Ce citron est produit par un arbuste de 5 à 10 mètres de haut, à feuilles persistantes. Le citron de Menton a la pulpe acide et juteuse. Il est protégée par une écorce jaune, parfumée, plus ou moins épaisse qui va du vert tendre au jaune éclatant sous l’action du froid.
Histoire du citron de Menton : On cultive le citron de Menton depuis le 15ème siècle. L’apogée de sa culture arrive au 18ème siècle. À une époque où chaque région est reconnue pour sa spécialité, le citron de Menton est en plein essor. Bientôt des millions de citrons quitteront la ville pour voyager jusqu’en Russie ou aux États-Unis d’Amérique. Ces citrons sauveront de nombreux marins du scorbut, qui sévit alors sur les navires. Dans les années 1800, on compte 80 000 citronniers sur les flancs de la cité. Le déclin s’amorce dès la fin du 19ème siècle avec l’absence de port. Le gel de 1956 et l’activité touristique croissante sonneront le glas de cette activité agricole.

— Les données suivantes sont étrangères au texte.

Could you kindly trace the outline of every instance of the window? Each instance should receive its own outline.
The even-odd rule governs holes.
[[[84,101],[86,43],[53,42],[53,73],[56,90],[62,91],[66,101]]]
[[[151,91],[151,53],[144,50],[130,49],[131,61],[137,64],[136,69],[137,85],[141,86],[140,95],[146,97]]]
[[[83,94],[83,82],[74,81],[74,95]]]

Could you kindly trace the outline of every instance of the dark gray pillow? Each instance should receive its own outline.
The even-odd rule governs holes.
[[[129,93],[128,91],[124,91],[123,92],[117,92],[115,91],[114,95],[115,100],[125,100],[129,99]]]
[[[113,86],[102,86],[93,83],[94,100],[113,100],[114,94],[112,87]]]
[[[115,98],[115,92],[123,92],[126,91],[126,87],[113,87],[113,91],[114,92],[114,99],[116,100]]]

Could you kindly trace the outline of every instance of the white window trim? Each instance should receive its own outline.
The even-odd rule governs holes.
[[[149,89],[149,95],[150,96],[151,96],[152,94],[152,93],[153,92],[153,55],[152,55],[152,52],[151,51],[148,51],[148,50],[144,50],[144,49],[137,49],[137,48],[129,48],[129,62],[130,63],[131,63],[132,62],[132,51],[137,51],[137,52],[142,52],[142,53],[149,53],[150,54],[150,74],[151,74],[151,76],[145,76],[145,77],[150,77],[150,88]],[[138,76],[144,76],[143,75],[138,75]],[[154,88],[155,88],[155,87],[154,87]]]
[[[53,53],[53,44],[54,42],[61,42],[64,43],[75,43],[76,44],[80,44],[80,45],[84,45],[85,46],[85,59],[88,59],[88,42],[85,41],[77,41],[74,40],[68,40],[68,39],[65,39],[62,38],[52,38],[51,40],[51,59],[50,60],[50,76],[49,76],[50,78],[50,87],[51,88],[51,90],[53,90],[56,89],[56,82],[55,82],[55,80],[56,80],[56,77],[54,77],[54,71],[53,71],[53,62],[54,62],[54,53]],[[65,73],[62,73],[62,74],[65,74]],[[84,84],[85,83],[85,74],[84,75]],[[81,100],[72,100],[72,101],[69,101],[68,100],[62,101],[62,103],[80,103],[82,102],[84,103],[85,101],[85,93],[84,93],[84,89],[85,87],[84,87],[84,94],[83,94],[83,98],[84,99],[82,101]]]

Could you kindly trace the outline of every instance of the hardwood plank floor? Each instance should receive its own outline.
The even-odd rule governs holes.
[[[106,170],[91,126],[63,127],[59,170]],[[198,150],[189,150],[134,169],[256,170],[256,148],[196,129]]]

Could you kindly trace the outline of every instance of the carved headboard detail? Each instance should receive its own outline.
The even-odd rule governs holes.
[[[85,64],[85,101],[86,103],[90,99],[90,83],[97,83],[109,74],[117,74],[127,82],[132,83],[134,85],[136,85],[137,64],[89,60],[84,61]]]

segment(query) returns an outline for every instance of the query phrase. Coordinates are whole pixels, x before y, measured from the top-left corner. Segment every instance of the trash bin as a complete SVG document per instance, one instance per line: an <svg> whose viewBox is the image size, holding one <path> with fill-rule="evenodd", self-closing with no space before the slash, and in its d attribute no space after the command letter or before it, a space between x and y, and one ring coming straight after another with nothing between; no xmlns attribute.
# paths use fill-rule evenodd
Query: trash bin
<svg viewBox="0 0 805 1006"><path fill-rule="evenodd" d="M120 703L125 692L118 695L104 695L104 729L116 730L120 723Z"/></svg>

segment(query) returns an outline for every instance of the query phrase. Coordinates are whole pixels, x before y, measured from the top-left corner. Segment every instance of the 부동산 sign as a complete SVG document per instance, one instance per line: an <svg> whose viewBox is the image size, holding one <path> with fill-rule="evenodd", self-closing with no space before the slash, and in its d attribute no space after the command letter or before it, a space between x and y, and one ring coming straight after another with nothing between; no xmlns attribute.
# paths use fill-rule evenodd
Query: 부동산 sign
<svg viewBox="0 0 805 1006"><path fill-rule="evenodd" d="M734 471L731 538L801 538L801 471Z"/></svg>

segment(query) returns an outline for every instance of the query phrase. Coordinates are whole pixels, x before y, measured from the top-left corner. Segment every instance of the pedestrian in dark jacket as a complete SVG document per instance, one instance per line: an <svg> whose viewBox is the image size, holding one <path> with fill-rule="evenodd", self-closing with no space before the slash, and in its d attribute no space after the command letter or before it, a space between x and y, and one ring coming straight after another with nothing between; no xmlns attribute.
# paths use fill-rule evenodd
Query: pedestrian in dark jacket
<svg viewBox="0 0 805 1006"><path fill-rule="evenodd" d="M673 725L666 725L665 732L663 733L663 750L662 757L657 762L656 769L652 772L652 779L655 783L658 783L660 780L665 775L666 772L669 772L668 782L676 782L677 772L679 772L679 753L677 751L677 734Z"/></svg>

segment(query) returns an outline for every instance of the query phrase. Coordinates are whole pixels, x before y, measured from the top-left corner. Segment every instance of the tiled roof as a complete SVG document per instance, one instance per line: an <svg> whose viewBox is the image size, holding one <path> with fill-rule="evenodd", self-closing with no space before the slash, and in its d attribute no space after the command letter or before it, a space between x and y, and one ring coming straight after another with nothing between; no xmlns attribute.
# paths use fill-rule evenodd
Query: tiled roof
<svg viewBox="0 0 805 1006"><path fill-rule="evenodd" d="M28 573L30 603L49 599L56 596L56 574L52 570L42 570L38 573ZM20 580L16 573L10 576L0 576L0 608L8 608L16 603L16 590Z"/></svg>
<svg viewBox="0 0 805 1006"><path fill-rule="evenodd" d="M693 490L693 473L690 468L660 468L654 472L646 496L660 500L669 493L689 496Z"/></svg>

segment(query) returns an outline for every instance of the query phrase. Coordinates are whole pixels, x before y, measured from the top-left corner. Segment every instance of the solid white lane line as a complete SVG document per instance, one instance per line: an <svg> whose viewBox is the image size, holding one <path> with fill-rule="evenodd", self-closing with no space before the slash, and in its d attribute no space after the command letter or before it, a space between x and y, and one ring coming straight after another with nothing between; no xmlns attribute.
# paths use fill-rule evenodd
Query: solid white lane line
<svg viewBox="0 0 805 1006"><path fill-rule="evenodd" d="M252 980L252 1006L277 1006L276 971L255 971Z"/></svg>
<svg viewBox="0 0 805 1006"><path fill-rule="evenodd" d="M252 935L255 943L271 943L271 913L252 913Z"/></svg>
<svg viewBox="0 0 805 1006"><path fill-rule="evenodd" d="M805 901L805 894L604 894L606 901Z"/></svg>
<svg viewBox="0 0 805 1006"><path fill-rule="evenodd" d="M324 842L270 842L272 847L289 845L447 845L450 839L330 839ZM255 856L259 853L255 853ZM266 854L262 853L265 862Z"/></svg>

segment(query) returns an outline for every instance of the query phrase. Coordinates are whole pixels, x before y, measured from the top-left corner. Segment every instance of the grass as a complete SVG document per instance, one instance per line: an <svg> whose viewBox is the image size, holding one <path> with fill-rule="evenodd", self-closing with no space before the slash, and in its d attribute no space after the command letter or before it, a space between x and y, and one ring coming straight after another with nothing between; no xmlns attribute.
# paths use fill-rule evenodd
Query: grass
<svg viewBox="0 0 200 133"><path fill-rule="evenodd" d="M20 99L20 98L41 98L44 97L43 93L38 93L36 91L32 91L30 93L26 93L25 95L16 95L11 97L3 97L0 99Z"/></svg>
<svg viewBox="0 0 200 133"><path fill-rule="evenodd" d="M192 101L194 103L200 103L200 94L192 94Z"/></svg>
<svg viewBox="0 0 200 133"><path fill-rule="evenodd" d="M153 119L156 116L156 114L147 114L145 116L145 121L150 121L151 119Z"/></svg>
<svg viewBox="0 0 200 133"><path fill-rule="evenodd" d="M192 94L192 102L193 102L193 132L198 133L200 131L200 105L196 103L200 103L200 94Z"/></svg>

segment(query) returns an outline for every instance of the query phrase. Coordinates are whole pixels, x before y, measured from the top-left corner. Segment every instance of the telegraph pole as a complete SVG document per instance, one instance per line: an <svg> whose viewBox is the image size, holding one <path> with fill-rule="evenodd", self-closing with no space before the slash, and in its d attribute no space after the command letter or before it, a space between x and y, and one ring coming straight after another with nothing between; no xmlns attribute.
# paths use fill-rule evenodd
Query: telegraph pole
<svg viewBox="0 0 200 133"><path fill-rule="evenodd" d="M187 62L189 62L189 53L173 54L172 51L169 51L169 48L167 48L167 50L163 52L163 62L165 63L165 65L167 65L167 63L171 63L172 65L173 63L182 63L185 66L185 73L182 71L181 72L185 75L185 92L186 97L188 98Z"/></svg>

(*) Scorbut : Le scorbut est une maladie due à une carence en vitamine C (acide ascorbique) qui se traduit chez l’être humain, dans sa forme grave, par un déchaussement des dents et la purulence des gencives, des hémorragies, puis la mort.
Aujourd’hui, le citron de Menton est d’autant plus noble qu’il est rare. Dans la ville des jardins, on compte le nombre d’agrumiculteurs sur les doigts d’une main. Toutefois des opérations de promotion de replantation, pour les particuliers et les professionnels, sont régulièrement menées depuis les années 80, par les pouvoirs locaux, pour relancer cette culture identitaire. Avec un milieu naturel montagneux, Menton ne permet pas d’industrialiser la culture sur un mode intensif. La taille des parcelles et leur accès particulièrement difficile empêchent toute mécanisation. L’homme y perpétue encore la tradition à la force de ses bras, sur des restanques (*), avec de faibles quantités produites. Le citron de Menton n’a d’autre choix que d’être authentique. La qualité n’en est que meilleure.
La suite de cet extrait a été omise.